A new UK distribution outfit fronted by former LazyTown Entertainment exec Adam Selly has taken worldwide rights to a Komixx Entertainment preschool toon.
London-based Union Media will handle sales of Toby’s Travelling Circus (52x10′) and will launch it at MipJunior and Mipcom in Cannes this October.
The stop-frame series, coproduced with Manchester puppet shop MacKinnon & Saunders, follows the world’s youngest ringmaster and his group of friends.
The show is notable for the faith placed in it by UK terrestrial Channel 5 when it commissioned a second season before the first had aired, as C21 reported.

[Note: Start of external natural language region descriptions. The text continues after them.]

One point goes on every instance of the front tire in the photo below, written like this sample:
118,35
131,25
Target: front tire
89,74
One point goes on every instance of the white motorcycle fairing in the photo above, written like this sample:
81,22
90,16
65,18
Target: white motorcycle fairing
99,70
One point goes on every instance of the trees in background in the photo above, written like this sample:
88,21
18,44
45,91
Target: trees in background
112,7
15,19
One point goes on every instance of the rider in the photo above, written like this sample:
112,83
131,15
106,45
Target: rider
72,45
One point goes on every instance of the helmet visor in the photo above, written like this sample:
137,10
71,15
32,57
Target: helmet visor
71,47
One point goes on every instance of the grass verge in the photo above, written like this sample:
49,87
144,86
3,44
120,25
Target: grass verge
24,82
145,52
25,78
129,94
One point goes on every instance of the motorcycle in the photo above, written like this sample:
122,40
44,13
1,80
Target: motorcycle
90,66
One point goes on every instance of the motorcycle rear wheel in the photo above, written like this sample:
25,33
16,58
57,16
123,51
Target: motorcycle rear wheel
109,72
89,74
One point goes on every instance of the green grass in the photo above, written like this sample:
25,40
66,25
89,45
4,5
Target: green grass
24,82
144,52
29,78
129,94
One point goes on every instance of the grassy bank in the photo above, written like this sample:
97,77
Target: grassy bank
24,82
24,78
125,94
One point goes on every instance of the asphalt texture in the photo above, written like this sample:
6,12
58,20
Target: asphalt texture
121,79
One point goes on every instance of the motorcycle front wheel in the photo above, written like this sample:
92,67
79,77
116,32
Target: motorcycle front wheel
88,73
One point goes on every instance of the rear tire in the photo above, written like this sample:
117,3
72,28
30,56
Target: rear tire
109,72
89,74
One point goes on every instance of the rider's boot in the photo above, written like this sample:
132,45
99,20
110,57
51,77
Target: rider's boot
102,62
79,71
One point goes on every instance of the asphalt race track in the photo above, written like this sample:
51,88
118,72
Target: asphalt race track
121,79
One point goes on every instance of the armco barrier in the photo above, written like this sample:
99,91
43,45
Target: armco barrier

“Throughout the creation of Toby’s Travelling Circus it has been important to us to support the UK’s animation and children’s TV industry, and in doing so we have worked with some of the best talent the country has to offer,” said Komixx’s CEO and head of film and TV Andrew Cole-Bulgin.
Union, meanwhile, was launched quietly this year by Selly, the sales executive who was most recently senior director of non-linear preschool distribution at Turner Broadcasting System (TBS) EMEA.
This came after TBS paid between £15m (US$23.5m) and £20m for Iceland-based Latibær (aka LazyTown Entertainment), where Selly was head of global television.
Union claims its business model is “unique” because producers pay only a share of the costs, which are divided in proportion to the revenue the prodco earns. Furthermore, the rights are not locked with Union and can be recalled at any time, provided three months’ notice is given.
Selly, who has also held senior sales roles at Hit Entertainment, Atomic Entertainment and Entertainment Rights, is working alongside former Liberation Entertainment and Portman Film & Television international sales chief James Belsham, according to the firm’s website.
On today’s deal, Selly said: “With 20 years’ experience in distribution and having brought a number of globally successful children’s shows to the international market, I believe Toby’s Travelling Circus has very strong potential to be highly appealing to broadcasters around the world, as well as the audiences of children that they serve.”